LE POUVOIR DES IDEES
Dietrich Fischer

Dietrich Fischer, des Etats-Unis, est né en Suisse où il a passé son enfance, et il est professeur d’informatique à l’Université Pace. Il est l’auteur de plusieurs livres sur les questions nucléaires, les aspects non-militaires de la sécurité et les conditions pour la paix. Il a donné des conférences sur la paix et la sécurité dans 20 pays. Il est co-directeur de TRANSCEND, un réseau pour la paix et le développement. (Pour plus de détails, voir www.transcend.org)

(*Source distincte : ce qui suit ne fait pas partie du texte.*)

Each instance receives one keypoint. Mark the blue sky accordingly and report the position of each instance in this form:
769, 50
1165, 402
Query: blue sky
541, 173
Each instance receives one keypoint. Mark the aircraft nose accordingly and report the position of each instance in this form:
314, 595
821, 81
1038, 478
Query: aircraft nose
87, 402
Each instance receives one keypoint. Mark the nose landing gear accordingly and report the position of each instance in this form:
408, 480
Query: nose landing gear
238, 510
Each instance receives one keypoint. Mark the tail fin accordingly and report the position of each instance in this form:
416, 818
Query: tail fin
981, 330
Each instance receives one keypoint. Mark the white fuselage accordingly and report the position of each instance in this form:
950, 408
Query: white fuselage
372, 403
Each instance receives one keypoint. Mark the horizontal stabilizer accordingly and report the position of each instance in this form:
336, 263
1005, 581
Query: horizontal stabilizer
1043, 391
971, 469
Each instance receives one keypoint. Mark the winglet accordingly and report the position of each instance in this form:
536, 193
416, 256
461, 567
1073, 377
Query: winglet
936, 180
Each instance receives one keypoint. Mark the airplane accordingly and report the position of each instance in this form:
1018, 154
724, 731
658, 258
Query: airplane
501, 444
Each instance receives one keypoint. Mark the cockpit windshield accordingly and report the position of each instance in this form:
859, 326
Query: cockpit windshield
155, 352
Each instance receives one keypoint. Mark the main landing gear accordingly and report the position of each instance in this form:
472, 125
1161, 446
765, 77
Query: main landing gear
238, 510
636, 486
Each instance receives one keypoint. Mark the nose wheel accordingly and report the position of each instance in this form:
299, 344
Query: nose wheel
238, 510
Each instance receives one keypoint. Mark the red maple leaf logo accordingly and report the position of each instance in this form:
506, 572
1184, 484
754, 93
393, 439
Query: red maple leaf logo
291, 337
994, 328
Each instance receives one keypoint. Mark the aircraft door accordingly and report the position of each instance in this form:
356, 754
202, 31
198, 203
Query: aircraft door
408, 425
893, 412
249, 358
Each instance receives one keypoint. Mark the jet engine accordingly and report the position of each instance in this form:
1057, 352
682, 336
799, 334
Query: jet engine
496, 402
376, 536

Quand Johan Galtung, le Norvégien considéré par beaucoup comme le fondateur de la recherche pour la paix, fonda le premier Institut pour la recherche de la paix à Oslo en 1959, lui et ses collègues envoyèrent des exemplaires de leurs travaux en cours à environ 400 instituts du monde entier, y compris l’Institut pour l’économie mondiale et les relations internationales (IMEMO) à Moscou. Ils reçurent des avis de réception de beaucoup d’endroits, mais aucune de l’IMEMO. C’était comme si leurs exposés avaient disparu dans un trou noir, sans laisser de traces. Malgré ce silence, les membres de l’équipe d’Oslo persistèrent à envoyer à l’IMEMO, tout au long des années 60 et 70, leurs travaux sur des approches alternatives concernant la paix, la sécurité et le développement.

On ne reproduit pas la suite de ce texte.